4 Responses to “Daniel Quentin Steele, Author of “When We Were Married””

  1. Teresa Wilson Says:

    If parts of the WWWM1 & 2 is like you in some ways then I wished I could meet you. The first book reminded me of my past real quick. It keep me glued to them till I finished them. I cannot wait to read the 3rd book and I am sure when I finish the 3rd I will be waiting on the 4th. I hope to see the 3rd book soon.

  2. mike fry Says:

    Michael Fry, fry5family@aol.com, I loved one and two. Now, 7 years after this interview, I see volume 3, but “part 1”??? Plus there is still a volume 4 you mentioned above to complete the series? How many more parts to volume 3 and how log do we have to wait?

  3. Zcham4 Says:

    Home Inbox Sent Archive
    WWWW
    To: Daniel Q Steele 11/15/2018, 1:09:22 PM
    I began on SOL with A Slip Of The Tongue and followed you to Literotica.

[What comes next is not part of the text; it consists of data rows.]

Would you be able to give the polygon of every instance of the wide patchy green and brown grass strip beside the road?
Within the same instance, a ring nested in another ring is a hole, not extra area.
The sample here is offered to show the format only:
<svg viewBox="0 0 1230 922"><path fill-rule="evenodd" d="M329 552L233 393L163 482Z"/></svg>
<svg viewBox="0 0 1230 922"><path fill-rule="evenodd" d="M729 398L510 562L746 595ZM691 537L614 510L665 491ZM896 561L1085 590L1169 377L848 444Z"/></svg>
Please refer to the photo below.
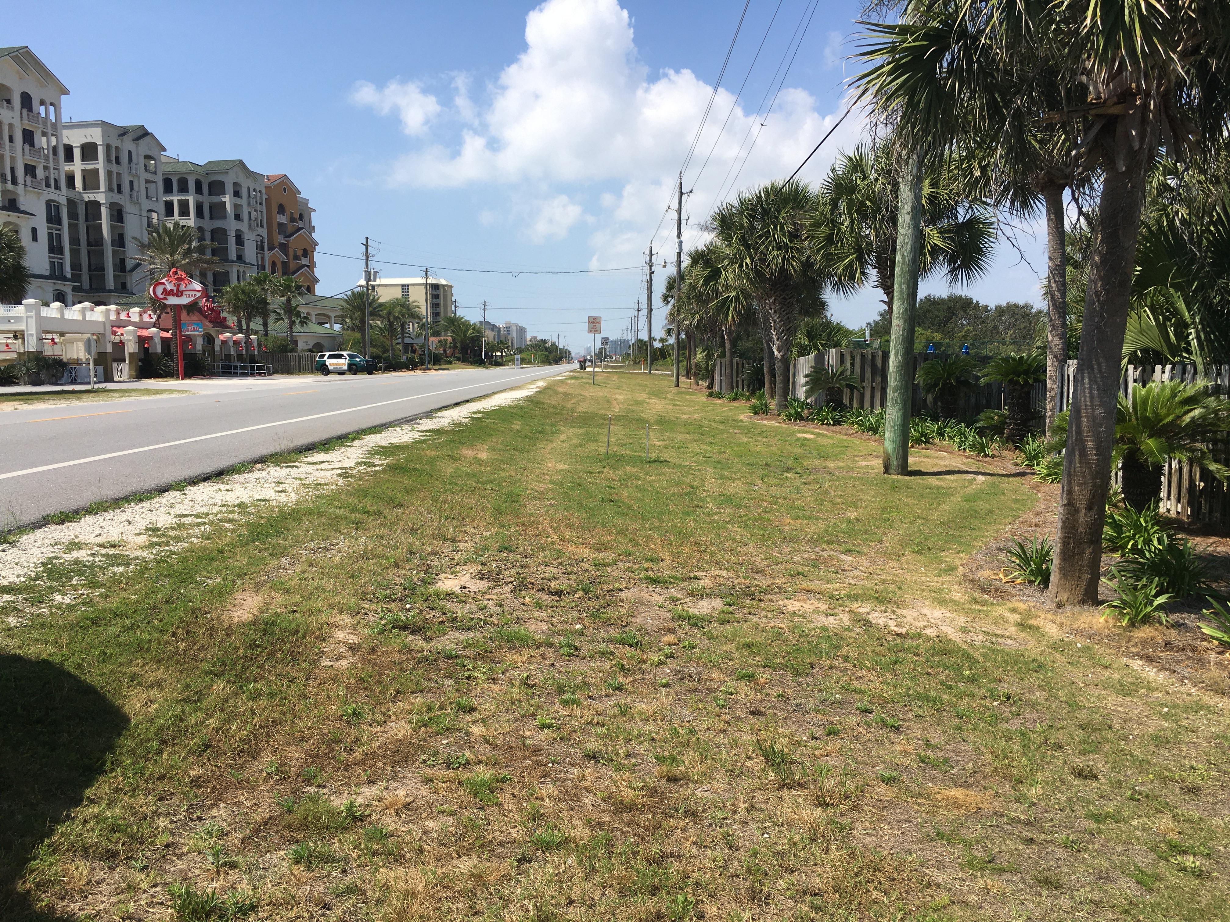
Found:
<svg viewBox="0 0 1230 922"><path fill-rule="evenodd" d="M589 379L6 590L0 916L1224 917L1221 702L959 572L1023 476Z"/></svg>

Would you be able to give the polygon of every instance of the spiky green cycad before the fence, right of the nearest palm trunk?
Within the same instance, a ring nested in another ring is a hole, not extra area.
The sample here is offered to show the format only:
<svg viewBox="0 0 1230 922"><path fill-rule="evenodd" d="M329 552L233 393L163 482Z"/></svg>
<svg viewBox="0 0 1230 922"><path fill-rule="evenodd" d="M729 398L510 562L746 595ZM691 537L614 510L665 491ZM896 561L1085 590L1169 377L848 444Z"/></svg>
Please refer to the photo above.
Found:
<svg viewBox="0 0 1230 922"><path fill-rule="evenodd" d="M1230 468L1214 460L1209 443L1230 431L1230 401L1203 384L1156 381L1119 396L1114 445L1123 459L1123 502L1143 510L1161 492L1167 460L1197 463L1219 481Z"/></svg>

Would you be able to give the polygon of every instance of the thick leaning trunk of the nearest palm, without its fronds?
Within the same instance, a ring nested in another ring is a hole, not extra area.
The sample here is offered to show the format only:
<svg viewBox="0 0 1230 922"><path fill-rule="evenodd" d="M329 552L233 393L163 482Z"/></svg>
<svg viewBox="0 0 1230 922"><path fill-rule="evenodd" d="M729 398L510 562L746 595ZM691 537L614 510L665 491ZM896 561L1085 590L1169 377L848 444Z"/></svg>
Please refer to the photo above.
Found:
<svg viewBox="0 0 1230 922"><path fill-rule="evenodd" d="M1123 334L1145 177L1157 149L1156 124L1149 125L1145 134L1145 143L1127 168L1114 170L1112 164L1102 182L1059 495L1050 578L1050 599L1057 605L1097 604Z"/></svg>

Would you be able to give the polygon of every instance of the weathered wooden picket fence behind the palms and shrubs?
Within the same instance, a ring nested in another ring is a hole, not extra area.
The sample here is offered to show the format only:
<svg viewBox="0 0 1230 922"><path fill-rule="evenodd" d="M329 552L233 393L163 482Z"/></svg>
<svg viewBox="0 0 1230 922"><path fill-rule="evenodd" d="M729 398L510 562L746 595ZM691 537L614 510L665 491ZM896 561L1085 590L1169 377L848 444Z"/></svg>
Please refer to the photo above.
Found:
<svg viewBox="0 0 1230 922"><path fill-rule="evenodd" d="M922 354L914 357L914 369L925 361ZM827 368L847 368L859 376L862 390L846 388L841 393L841 402L847 407L861 409L879 409L884 406L888 396L888 353L878 349L829 349L824 353L804 355L795 360L791 375L791 393L795 397L803 397L804 377L817 365ZM1059 411L1068 409L1071 404L1073 380L1076 372L1076 361L1069 361L1059 380ZM1202 376L1196 365L1128 365L1119 382L1119 392L1124 397L1130 397L1132 385L1149 384L1150 381L1208 381L1214 393L1230 396L1230 365L1216 365L1205 368ZM1005 390L1002 385L983 385L962 397L959 414L963 418L973 418L984 409L1002 409ZM822 397L812 401L819 404ZM1033 406L1039 413L1046 409L1047 388L1046 385L1037 385L1033 388ZM934 411L932 401L922 397L918 385L914 386L913 412ZM1214 455L1221 463L1230 463L1230 444L1221 443L1213 446ZM1118 482L1119 473L1114 472ZM1186 522L1200 522L1213 527L1225 529L1230 526L1230 489L1218 481L1208 471L1197 465L1171 461L1162 472L1162 486L1160 508L1167 515L1181 519Z"/></svg>

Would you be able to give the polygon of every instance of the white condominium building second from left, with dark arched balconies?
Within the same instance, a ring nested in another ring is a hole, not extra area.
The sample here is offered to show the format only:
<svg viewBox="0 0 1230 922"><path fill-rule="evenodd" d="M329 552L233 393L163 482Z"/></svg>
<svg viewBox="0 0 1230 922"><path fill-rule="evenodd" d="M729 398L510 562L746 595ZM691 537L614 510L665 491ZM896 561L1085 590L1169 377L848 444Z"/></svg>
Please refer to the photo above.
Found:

There I found WWWW and I’m hooked. I continued to Amazon’s book store and bought the next two volumes. I’m now waiting for volume 5.This story has so much character development it could go on forever. When will volume 5 be available. I would love to have the password but I will pay if necessary. I’m loving this story.

    Zcham4

  4. David Andrew Says:

    I have read all four volumes and the story obviously continues. At the end of volume 4 it states there will be a WWWM5 volume titled “Stay With Me”. But I can find nothing on the internet about when this is likely to become available. Please Daniel, end this suspense for all your fans and give us a clue.